And 6, establishing the maximum and minimum subproblems of the worst scene identification.

And 4, the sub-problem is the problem of identifying the worst scene, the scene causing the maximum violation of the safety specified value of the system is found through the double-layer max-min problem shown in the step 4, namely the specific value of the uncertain quantity in the worst scene is determined, and the double-layer max-min problem is converted into a single-layer bilinear maximum optimization sub-problem shown below through a dual theory.

And 7, solving a two-stage adjustable robust model considering the joint thermoelectric demand response by utilizing a CCG (column and constraint generation) method.

(7.1) Main problem

Ax+By≤b

(7.2) sub-problem

(7.3) CCG solving step

Step (7.3.1): let the iteration counter s =0 set the maximum value epsilon allowed by the system for violating the safety regulations ^RO 。

Step (7.3.2): solving the main problem, if the main problem is solved, obtaining a system unit starting and stopping state x and a unit output arrangement y, and performing the step (7.3.3); otherwise, stopping iteration and outputting no solution.

Step (7.3.3): and (4) solving the maximum and minimum subproblems according to the x and y obtained by the solution in the step (7.3.2), and finding out the wind power and photovoltaic output under the worst scene which causes the maximum possibility of violating the safety specified value.

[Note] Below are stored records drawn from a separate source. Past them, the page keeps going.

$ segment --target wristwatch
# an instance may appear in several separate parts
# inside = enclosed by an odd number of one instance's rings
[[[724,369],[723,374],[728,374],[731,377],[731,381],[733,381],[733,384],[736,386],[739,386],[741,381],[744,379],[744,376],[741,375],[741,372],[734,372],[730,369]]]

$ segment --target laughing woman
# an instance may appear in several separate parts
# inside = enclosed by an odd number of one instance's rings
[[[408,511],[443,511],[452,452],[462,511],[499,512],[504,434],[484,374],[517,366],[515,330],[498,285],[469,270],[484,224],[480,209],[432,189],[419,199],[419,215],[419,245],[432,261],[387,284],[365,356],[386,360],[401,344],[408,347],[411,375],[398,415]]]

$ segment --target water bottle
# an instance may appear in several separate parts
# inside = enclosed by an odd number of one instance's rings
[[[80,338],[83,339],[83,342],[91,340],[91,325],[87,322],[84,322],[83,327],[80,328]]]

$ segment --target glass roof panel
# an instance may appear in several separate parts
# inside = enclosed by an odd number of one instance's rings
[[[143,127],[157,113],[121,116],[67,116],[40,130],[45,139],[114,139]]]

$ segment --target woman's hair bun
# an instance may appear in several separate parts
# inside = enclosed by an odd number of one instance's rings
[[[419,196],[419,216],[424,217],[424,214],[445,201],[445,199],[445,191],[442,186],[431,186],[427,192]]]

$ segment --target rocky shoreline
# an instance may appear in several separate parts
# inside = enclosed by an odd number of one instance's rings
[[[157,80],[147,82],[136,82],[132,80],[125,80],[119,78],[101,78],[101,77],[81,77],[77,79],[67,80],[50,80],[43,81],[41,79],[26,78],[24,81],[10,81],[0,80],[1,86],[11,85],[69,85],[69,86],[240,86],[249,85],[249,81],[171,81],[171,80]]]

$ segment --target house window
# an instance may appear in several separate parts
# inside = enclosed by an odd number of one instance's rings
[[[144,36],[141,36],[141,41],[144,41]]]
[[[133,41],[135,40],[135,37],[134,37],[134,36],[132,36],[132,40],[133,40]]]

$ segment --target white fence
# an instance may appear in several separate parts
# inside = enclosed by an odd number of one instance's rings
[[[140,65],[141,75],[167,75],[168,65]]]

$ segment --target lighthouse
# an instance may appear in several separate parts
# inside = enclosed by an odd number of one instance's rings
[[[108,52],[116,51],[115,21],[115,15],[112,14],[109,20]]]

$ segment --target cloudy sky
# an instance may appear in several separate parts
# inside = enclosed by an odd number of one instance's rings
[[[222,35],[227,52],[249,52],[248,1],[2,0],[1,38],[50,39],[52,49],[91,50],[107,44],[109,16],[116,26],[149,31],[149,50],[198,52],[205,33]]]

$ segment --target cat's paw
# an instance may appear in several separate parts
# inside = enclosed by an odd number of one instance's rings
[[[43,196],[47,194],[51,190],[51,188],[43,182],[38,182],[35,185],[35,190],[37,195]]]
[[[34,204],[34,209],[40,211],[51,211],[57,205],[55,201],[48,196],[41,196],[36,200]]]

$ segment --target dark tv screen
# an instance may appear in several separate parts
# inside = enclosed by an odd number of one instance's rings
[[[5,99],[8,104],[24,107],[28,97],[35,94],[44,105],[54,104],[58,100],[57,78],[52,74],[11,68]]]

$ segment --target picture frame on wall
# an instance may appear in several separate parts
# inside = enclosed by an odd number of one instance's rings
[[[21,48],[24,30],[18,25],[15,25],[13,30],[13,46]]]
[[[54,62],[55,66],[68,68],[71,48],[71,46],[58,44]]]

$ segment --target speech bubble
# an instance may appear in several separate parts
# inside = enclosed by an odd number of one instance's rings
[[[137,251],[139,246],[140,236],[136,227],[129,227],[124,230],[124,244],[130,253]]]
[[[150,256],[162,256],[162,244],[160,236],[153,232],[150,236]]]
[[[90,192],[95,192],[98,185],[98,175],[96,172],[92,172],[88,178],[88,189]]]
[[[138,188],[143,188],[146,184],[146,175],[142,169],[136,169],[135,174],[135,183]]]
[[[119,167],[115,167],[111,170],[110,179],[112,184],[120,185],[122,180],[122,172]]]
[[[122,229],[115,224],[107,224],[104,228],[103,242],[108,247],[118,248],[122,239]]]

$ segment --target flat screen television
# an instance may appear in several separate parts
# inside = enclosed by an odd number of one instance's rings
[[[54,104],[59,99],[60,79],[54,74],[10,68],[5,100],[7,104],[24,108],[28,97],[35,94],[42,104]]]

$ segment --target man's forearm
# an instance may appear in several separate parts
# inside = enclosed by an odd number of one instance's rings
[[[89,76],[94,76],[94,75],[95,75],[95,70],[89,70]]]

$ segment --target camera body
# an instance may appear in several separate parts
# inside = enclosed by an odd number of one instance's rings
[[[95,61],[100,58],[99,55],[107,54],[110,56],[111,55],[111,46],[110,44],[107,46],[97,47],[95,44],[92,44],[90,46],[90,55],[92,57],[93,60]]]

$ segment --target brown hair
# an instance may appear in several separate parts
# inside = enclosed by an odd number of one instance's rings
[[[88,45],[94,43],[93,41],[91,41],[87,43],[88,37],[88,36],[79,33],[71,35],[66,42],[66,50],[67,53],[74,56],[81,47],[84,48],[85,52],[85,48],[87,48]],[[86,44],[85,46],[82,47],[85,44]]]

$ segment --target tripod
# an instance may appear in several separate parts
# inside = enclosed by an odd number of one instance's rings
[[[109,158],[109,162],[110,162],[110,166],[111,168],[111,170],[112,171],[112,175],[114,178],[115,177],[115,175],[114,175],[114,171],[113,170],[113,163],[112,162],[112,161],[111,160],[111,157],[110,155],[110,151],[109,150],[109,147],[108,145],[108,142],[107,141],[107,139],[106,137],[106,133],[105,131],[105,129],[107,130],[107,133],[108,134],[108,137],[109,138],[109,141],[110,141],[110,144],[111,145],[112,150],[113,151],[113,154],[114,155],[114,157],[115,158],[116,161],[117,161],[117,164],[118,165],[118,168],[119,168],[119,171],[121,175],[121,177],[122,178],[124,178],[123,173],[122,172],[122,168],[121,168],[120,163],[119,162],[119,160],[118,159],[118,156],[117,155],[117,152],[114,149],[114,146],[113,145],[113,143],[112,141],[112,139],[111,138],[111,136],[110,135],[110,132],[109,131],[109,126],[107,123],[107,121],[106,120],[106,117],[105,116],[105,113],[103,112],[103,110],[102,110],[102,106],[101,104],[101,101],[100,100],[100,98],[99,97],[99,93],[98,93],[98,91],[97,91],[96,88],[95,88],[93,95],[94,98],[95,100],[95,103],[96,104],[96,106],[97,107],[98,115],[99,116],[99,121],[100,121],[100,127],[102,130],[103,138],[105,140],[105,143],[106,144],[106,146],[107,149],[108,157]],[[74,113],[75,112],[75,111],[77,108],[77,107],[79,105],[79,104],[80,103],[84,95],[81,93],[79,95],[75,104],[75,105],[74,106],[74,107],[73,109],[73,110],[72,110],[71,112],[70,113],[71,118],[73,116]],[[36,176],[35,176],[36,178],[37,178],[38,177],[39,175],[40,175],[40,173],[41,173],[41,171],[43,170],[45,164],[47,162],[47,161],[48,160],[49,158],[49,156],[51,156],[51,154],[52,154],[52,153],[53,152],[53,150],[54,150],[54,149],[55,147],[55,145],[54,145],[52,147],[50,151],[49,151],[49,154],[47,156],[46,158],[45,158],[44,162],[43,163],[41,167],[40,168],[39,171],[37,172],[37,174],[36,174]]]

Step (7.3.4): if the maximum possible violation safety provision resolved in step (7.3.3) is less than ε ^RO Then x and y are the final optimization solution and the iteration is stopped; conversely, let s = s +1, according to the worst scene solved in step (7.3.3)Lower wind and photovoltaic output value

The CCG constraint shown below is added to the main question, returning to step (7.3.2).

f ^T v _s ≤ε ^RO

And 8, inputting the data of the park comprehensive energy system, and further comprising the specific composition, energy price, equipment parameters and values of each energy conversion equipment, demand response proportion, new energy output fluctuation conditions under a basic scene and a worst scene, maximum violation safety specified values, predicted values of new energy output and load and the like of the park comprehensive energy system, and solving the two-stage adjustable robust optimization operation model of the park comprehensive energy system by adopting a commercial solver Gurobi to obtain a robust optimization scheduling result.

The effects of the present invention will be described in detail below with reference to specific examples.

(1) Introduction to the examples.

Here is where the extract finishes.